Its great that the BMS saves the battery, but frequent or daily trips greatly shortens the longevity of mossfet based BMS in particular. I believe that having a cell(s) hitting the safe limits regularly shortens their life too. Its like revving your car to the redline at every shift; its within the manufacturers safe zone but there is definitely more stress on the system and i equate that to less reliability and longevity.

The reality is that LFP usefully charged far below 14V and the additional battery capacity difference between 3.45V and 3.6V is less than 1%.

Back to cell imbalance issues, when folks have them, the solution to living with their battery reality of charging to a lower (pre over volt disconnect), its VERY desirable to have a configurable charge profile (can be set to charge lower).

Thats the trick, cell voltages, not battery voltage. Unfortunately people don't understand the importance of this distinction until they have a system that does not work and cannot simply be adjusted.

 

[KS_Kampers]

Thats the trick, cell voltages, not battery voltage. Unfortunately people don't understand the importance of this distinction until they have a system that does not work and cannot simply be adjusted.

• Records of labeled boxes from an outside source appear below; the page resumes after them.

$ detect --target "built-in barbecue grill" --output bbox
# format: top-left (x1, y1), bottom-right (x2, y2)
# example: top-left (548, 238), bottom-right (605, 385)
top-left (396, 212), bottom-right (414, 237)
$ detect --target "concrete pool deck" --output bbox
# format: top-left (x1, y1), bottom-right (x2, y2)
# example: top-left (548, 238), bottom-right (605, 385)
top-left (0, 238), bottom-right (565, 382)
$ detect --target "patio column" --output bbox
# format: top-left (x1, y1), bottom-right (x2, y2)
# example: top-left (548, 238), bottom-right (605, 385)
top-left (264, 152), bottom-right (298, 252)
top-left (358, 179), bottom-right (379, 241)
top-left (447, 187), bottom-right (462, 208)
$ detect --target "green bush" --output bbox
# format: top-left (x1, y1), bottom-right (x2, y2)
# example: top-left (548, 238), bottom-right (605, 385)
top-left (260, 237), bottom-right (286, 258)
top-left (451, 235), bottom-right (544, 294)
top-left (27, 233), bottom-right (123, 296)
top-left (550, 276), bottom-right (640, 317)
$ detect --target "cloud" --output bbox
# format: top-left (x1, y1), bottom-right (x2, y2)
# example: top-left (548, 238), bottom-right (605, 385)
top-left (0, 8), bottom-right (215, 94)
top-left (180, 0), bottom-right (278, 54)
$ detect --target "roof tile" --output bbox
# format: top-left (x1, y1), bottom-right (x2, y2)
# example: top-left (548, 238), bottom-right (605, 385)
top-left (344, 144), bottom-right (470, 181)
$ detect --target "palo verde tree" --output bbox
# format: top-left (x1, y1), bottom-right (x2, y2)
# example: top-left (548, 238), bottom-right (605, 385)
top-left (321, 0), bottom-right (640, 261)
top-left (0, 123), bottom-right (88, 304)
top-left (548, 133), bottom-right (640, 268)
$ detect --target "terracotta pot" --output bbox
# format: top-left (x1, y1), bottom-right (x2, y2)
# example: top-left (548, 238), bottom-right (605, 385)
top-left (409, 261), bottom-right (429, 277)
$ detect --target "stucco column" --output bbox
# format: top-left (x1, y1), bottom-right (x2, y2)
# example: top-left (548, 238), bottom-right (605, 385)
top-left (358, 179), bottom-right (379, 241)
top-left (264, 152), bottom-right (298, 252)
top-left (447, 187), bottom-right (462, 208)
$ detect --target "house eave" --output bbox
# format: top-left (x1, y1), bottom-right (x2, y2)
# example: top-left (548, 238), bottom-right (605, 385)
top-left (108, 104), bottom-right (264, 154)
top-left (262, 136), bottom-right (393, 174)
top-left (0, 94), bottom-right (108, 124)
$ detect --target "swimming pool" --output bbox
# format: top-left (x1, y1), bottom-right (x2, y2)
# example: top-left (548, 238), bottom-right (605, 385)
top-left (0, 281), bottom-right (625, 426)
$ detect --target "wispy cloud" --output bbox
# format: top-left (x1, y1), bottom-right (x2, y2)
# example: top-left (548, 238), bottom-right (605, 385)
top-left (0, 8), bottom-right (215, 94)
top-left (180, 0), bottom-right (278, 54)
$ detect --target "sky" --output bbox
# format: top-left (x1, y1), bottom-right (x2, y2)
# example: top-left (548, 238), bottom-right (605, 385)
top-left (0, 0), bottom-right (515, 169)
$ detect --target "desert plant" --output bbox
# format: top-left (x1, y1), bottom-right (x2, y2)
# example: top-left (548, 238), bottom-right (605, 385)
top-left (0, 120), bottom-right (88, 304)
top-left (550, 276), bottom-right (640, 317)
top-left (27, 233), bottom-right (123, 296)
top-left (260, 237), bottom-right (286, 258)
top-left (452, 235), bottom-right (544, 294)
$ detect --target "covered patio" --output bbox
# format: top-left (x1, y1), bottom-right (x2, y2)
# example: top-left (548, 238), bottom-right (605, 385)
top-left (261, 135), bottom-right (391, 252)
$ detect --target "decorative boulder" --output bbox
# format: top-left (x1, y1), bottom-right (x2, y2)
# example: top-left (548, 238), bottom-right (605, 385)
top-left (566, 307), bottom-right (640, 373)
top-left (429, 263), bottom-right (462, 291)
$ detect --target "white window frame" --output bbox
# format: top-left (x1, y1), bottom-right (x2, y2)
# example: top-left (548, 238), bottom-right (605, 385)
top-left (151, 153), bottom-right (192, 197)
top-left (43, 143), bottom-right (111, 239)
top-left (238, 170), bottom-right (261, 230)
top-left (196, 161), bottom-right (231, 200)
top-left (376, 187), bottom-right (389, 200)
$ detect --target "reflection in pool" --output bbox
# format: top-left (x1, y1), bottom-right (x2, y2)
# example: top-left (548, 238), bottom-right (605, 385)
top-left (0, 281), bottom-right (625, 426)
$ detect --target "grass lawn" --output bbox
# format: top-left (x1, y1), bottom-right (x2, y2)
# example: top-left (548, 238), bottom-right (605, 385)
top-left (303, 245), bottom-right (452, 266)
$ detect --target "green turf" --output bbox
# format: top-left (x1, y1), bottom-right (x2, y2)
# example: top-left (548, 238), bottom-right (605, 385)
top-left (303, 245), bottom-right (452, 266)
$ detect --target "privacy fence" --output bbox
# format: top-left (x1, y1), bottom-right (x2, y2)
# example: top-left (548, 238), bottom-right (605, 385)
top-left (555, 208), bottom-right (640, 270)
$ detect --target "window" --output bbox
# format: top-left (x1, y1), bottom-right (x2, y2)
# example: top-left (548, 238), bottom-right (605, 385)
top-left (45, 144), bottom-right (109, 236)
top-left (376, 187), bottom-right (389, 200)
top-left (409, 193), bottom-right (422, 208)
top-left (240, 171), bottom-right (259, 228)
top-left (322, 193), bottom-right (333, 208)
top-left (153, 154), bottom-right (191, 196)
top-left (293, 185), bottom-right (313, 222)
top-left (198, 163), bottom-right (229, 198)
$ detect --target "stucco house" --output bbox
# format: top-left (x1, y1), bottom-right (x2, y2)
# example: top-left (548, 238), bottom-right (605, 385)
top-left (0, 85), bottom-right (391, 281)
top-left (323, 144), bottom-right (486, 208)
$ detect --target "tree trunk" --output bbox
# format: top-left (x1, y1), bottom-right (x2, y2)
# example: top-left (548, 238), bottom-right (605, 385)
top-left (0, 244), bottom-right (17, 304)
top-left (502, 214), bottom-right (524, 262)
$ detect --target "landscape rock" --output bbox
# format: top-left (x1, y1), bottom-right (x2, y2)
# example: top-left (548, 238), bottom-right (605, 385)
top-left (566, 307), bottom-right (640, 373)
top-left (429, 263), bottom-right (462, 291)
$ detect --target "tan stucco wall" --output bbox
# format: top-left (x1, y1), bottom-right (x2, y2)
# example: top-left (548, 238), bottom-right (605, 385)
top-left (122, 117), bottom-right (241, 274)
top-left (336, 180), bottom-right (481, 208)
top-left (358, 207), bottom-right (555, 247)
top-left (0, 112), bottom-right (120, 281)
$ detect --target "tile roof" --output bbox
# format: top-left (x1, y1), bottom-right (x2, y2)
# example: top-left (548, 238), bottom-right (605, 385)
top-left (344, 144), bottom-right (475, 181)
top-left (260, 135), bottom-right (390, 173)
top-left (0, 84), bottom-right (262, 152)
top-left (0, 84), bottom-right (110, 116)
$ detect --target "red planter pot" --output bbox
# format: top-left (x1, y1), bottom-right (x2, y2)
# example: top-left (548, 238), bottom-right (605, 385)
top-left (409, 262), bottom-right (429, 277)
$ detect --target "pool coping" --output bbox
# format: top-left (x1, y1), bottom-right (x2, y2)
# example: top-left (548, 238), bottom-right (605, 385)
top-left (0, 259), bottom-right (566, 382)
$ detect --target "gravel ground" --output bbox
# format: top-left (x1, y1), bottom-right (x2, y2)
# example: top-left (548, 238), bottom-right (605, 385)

Interesting! That would definitely be a big difference between the higher end batteries and the lower. From what I can tell, the Li Time trolling batts have zero ability to access the BMS data. My hunch is that I will probably only put 20-30 use cycles on my batteries annually, and after picking a bunch of brains I have downsized my array to a grand total of 2 batteries. Perhaps my next set will be better featured.